Organizations in asset intensive industries are facing new obstacles such as: the cost of unplanned downtime is increasing, skills shortages are hurting productivity, and traditional maintenance practices are becoming obsolete in the current business landscape, among others. This is leading to an industry-wide shift from enterprise asset management (EAM) to asset lifecycle management (ALM). Adopting ALM involves combining a range of strategies designed to extend the lifespan of assets and increase their efficiency for a more comprehensive approach to strategic asset management.

As a result, organizations that implement ALM systems will go well beyond traditional planning, tracking and execution of maintenance. The tailwinds behind ALM suggest this trend will continue for the foreseeable future, as further advances in technology and AI make ALM more accessible and valuable for organizations of all sizes.

At IBM, we already offer technology within our portfolio that can help clients extend the lifespan of their assets and improve productivity and reliability, while reducing costs and advancing decarbonization. For instance, Transport for London (TfL) was able to optimize the city’s public transportation vehicles by leveraging IBM Maximo Application Suite to proactively mitigate issues and extend the lifecycle of existing assets; reducing the need for replacement parts and limiting the risk of catastrophic failures. TfL estimates net savings of GBP 21 million over the next decade solely for its London Underground responsibilities.

Another trend that will impact the IT sector is the rise of generative AI. As it becomes more prevalent and easily available, businesses will want to explore gen AI and find ways to leverage it to streamline their operations and lead to better results in their bottom line.

This trend stems from AI’s ability to help us automate processes, optimize resource management, and provide predictive analytics that drive greater efficiency. Now, generative AI will bring this one step further and allow organizations to tackle new specific use cases.

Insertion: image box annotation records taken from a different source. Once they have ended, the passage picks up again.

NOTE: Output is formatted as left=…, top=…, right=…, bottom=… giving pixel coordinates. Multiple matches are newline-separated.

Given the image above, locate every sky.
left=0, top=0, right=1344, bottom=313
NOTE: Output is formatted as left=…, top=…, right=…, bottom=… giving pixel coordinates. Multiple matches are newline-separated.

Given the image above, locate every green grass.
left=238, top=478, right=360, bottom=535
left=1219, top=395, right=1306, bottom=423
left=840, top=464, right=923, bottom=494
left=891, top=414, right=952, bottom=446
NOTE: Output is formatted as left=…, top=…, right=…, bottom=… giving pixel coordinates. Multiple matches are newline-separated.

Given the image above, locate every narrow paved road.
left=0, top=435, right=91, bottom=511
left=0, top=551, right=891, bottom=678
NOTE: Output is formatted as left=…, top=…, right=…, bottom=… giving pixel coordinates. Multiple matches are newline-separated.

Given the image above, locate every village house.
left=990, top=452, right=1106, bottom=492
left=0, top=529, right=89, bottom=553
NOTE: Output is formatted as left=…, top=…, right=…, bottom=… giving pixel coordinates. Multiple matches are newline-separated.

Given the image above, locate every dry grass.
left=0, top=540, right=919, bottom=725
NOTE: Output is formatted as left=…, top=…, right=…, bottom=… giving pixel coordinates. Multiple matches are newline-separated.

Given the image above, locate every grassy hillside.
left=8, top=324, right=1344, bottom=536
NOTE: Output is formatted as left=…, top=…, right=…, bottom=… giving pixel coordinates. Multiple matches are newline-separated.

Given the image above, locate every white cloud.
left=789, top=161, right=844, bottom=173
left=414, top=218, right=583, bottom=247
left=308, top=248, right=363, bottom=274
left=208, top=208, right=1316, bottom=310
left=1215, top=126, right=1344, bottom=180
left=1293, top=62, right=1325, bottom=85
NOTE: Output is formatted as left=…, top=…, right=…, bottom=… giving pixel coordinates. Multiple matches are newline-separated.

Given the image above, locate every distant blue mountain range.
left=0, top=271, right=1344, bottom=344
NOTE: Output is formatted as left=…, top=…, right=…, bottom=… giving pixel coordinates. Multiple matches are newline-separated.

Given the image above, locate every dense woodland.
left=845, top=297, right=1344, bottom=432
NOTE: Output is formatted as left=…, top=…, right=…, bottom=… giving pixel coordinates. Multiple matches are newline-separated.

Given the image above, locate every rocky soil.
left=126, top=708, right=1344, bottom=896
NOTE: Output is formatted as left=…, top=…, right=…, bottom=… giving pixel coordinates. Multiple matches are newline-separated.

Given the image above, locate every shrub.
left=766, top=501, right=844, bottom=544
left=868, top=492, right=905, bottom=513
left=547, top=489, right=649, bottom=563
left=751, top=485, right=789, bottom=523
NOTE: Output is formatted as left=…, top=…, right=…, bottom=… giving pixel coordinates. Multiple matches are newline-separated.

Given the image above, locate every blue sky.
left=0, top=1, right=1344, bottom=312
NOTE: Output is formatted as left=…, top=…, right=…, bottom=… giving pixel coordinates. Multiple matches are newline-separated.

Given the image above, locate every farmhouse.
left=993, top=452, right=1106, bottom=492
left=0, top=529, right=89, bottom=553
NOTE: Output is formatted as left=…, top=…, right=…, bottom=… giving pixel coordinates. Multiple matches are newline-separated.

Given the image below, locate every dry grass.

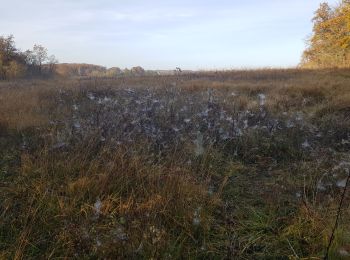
left=0, top=69, right=350, bottom=259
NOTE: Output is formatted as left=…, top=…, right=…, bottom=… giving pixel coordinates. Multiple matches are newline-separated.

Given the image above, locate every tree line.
left=301, top=0, right=350, bottom=68
left=0, top=35, right=57, bottom=80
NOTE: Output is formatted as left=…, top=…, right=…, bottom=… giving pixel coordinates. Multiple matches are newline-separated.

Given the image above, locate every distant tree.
left=301, top=0, right=350, bottom=68
left=0, top=35, right=25, bottom=79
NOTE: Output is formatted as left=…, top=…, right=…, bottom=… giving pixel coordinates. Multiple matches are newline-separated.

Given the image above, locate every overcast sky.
left=0, top=0, right=337, bottom=69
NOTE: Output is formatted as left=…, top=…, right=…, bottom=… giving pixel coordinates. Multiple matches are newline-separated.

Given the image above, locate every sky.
left=0, top=0, right=337, bottom=70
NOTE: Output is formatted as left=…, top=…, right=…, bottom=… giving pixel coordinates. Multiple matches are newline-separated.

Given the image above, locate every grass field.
left=0, top=69, right=350, bottom=259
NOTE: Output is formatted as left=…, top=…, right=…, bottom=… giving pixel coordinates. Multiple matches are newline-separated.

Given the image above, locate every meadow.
left=0, top=69, right=350, bottom=259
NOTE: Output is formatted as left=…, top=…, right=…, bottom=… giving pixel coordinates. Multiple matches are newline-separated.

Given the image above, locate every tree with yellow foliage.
left=301, top=0, right=350, bottom=68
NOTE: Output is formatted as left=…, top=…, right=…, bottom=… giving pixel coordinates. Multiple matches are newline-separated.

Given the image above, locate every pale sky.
left=0, top=0, right=337, bottom=69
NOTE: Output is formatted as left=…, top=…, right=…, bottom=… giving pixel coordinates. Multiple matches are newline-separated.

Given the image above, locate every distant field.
left=0, top=69, right=350, bottom=259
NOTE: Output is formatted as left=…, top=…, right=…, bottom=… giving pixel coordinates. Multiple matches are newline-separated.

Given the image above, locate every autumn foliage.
left=301, top=0, right=350, bottom=68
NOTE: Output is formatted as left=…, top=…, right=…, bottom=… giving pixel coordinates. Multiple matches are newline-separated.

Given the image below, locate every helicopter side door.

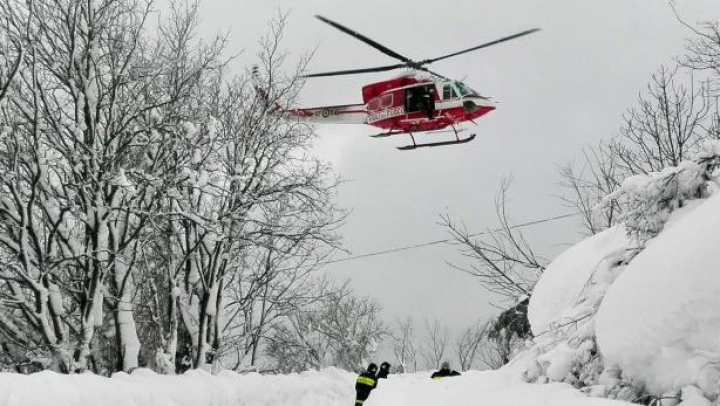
left=405, top=83, right=435, bottom=119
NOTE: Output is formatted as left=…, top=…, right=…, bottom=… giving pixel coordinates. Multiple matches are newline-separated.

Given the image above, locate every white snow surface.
left=595, top=193, right=720, bottom=398
left=528, top=226, right=630, bottom=336
left=0, top=369, right=628, bottom=406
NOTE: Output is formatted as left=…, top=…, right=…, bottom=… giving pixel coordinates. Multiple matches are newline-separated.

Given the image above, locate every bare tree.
left=391, top=317, right=418, bottom=373
left=609, top=66, right=711, bottom=176
left=441, top=181, right=546, bottom=301
left=268, top=283, right=387, bottom=372
left=420, top=319, right=449, bottom=369
left=453, top=321, right=490, bottom=371
left=559, top=64, right=720, bottom=234
left=559, top=142, right=622, bottom=235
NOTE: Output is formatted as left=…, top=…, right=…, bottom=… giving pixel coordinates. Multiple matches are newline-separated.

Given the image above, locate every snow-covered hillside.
left=0, top=369, right=626, bottom=406
left=506, top=142, right=720, bottom=406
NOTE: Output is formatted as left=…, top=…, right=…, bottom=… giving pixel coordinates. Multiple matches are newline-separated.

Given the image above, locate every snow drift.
left=0, top=369, right=625, bottom=406
left=596, top=194, right=720, bottom=397
left=506, top=141, right=720, bottom=406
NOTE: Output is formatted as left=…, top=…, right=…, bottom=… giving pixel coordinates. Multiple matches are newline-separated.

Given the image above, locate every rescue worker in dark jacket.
left=430, top=361, right=460, bottom=379
left=355, top=364, right=377, bottom=406
left=378, top=362, right=390, bottom=379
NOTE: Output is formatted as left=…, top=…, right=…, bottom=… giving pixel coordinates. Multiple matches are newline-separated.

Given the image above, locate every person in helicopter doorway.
left=420, top=86, right=435, bottom=120
left=355, top=363, right=377, bottom=406
left=378, top=362, right=390, bottom=379
left=430, top=361, right=460, bottom=379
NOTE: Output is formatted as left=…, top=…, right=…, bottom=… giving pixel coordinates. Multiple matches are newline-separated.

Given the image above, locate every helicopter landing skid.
left=370, top=131, right=407, bottom=138
left=397, top=134, right=475, bottom=151
left=397, top=126, right=475, bottom=151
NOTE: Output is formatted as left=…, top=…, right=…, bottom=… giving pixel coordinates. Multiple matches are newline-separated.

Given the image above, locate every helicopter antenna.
left=303, top=15, right=540, bottom=79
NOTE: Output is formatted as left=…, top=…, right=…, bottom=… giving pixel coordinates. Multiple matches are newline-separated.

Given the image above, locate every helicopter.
left=284, top=15, right=539, bottom=150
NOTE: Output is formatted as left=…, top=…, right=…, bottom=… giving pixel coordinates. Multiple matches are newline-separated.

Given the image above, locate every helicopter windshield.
left=455, top=82, right=480, bottom=96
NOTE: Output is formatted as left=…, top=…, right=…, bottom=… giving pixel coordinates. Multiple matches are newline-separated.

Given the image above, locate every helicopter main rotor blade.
left=420, top=28, right=540, bottom=65
left=302, top=63, right=407, bottom=78
left=315, top=15, right=412, bottom=63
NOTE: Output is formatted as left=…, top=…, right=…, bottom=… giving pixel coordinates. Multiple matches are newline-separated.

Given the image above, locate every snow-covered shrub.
left=510, top=141, right=720, bottom=405
left=604, top=141, right=720, bottom=243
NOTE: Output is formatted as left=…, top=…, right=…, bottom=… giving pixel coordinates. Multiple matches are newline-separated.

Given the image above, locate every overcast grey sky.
left=194, top=0, right=720, bottom=334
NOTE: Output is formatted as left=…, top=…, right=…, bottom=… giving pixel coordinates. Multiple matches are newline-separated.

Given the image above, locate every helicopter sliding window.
left=443, top=83, right=457, bottom=100
left=455, top=82, right=479, bottom=96
left=405, top=84, right=435, bottom=118
left=380, top=93, right=393, bottom=109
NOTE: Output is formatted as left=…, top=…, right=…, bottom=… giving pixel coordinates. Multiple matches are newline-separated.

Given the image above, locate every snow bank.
left=596, top=194, right=720, bottom=396
left=0, top=369, right=355, bottom=406
left=528, top=226, right=630, bottom=337
left=0, top=369, right=627, bottom=406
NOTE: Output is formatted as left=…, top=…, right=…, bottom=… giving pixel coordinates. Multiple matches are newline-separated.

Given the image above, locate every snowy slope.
left=0, top=369, right=627, bottom=406
left=596, top=193, right=720, bottom=396
left=528, top=226, right=630, bottom=337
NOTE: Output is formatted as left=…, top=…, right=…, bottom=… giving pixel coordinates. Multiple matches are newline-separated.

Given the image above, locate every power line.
left=317, top=213, right=580, bottom=265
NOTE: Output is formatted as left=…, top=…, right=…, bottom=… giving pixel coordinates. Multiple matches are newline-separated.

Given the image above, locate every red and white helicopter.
left=284, top=16, right=539, bottom=150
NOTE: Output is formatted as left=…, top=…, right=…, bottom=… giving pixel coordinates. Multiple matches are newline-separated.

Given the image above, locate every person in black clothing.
left=378, top=362, right=390, bottom=379
left=430, top=361, right=460, bottom=379
left=355, top=364, right=377, bottom=406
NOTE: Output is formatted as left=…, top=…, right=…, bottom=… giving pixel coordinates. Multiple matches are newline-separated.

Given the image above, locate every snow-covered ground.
left=0, top=369, right=627, bottom=406
left=506, top=141, right=720, bottom=406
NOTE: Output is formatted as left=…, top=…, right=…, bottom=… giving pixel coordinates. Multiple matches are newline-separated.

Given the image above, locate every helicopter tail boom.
left=284, top=104, right=368, bottom=124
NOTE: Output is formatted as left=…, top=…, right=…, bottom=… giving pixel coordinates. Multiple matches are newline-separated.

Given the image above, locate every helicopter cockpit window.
left=455, top=82, right=479, bottom=96
left=380, top=93, right=393, bottom=109
left=368, top=97, right=380, bottom=111
left=443, top=83, right=457, bottom=100
left=405, top=84, right=435, bottom=119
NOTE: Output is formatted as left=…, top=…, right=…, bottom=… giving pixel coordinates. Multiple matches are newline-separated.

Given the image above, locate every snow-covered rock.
left=0, top=368, right=629, bottom=406
left=596, top=194, right=720, bottom=398
left=528, top=226, right=630, bottom=338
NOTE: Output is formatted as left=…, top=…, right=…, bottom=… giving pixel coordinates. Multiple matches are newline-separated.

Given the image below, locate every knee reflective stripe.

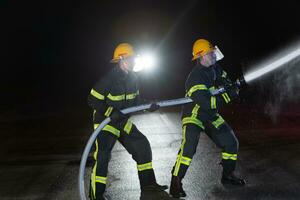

We are working with our clients to deploy various applications of this technology, such as in asset management and strategic planning. By doing so, they aim to reduce operational costs, minimize errors, and make data-driven decisions with greater precision to support their sustainability efforts. Overall, the adoption of generative AI is expected to transform business practices and deliver substantial competitive advantages in a rapidly evolving market.

Can you talk about the latest initiatives at IBM that have successfully combined technology with sustainable practices?

Sustainability is good for the environment and also for business. According to our recent industry research, organizations that embed sustainability more deeply into their operations perform better financially and on progress towards sustainability. For these reasons and more, at IBM we are exploring ways to leverage technology like AI help supercharge their efforts to make the progress that we need.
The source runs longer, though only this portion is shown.